Originally Posted by Termato
How would you reduce water current Byron?
Depends upon the filter. I base the filter on what I need for water movement. On my small tanks i only use a simple sponge filter, connected to an air pump on the very small tanks, and on the 33g I have a little Eheim sponge filter with a motor head. Sadly Eheim stopped making these, don't know why; this is a superb little filter. But it creates very little flow, and I aim the flow into the back wall and slightly down the tank. I use the same principle with my canisters. I place the spray bar horizontally along an end wall, with the holes directed toward the glass and slightly down. You can experiment with this to get a flow down the wall and thus across the substrate, or you could have it across the surface, or into the water column.
I can illustrate the effect water flow has on fish from my 115g (5-foot) tank.
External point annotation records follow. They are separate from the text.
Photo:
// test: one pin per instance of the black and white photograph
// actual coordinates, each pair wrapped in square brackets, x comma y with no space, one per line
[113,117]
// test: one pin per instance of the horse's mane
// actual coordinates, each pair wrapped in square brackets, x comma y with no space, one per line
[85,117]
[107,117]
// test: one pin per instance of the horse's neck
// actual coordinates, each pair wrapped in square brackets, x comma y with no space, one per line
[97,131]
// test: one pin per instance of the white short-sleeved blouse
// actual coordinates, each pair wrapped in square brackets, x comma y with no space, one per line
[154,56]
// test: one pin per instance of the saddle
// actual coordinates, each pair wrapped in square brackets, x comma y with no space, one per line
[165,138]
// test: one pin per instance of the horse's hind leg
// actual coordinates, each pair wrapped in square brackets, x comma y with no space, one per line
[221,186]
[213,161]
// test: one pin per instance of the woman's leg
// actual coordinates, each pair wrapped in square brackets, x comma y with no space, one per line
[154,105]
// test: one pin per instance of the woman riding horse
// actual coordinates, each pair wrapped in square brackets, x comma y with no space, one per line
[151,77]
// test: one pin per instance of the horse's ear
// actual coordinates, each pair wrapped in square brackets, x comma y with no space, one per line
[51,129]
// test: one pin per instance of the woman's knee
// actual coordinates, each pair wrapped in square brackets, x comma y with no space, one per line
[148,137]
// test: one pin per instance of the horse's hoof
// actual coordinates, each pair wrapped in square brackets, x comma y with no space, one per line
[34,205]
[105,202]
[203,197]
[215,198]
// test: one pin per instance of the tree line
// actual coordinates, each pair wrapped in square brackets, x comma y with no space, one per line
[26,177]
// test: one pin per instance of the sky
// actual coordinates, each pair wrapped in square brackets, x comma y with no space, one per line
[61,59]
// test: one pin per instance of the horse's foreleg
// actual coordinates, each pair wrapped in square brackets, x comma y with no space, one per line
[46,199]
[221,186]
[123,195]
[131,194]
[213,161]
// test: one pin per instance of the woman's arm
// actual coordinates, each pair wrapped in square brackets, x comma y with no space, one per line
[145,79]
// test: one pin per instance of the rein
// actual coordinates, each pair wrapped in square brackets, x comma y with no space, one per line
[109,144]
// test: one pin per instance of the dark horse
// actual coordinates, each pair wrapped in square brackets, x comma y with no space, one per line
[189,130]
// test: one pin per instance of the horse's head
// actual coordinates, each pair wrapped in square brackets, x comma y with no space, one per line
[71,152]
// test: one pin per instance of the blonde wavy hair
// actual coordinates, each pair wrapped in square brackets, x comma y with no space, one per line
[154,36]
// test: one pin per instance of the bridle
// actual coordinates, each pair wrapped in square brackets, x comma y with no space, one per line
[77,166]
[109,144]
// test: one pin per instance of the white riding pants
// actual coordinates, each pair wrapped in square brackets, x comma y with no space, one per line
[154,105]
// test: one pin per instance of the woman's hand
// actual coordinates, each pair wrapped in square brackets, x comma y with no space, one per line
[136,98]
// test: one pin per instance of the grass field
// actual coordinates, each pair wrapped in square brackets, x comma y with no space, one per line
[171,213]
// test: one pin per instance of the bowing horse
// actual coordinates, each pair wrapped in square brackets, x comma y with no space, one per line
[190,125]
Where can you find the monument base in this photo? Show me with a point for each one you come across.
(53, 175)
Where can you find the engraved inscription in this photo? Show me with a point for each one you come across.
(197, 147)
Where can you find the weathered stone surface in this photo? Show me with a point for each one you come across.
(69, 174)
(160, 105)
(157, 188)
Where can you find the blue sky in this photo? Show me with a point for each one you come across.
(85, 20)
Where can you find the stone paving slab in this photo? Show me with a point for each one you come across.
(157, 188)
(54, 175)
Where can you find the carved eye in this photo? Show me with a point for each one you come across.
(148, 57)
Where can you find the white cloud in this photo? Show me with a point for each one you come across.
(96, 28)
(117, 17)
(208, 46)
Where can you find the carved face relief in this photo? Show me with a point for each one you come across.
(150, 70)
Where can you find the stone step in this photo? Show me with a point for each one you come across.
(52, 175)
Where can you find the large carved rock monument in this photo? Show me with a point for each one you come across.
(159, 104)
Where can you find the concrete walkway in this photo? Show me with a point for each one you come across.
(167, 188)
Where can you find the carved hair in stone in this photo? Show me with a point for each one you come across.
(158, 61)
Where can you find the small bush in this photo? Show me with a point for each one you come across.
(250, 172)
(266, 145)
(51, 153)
On this I have a Rena XP3 canister, and because I have some fish that do need some current--namely the Spotted Driftwood Cats that must have a chunk of wood with tunnels that stands in a water current--I removed the spray bar and placed the filter return spigot about a foot in from the end wall. The water flow is directed toward the end wall, and passes over the wood. The flow hits the end wall and then disperses down the length of the tank.
I have tetra in this tank that like the neon do not occur in flowing waters, namely Hyphessobrycon bentosi, Paracheirodon axelrodi, Hemigrammus pulcher. Ever since they were introduced to this tank, these fish have consistently remained centre and right of centre, which is the side with the least water movement. They move up and out to feed, and periodically to browse around, but 95% of the day they remain out of the water movement. And this is very instructive; given the option, fish will show you their preference. I also have a group of marble hatchets, Carnegiella strigata, in this tank, about 20 of them. They very rarely venture down close to the current, but the whole group remains at the far right end of the tank, at the surface, where the water is the calmest.
We sometimes forget that fish in tanks with currents have to battle the current 24/7, they cannot rest properly, and this simply wears them down. Characins have to control their buoyancy continually, those little jerking motions; faced with moving water makes this harder too.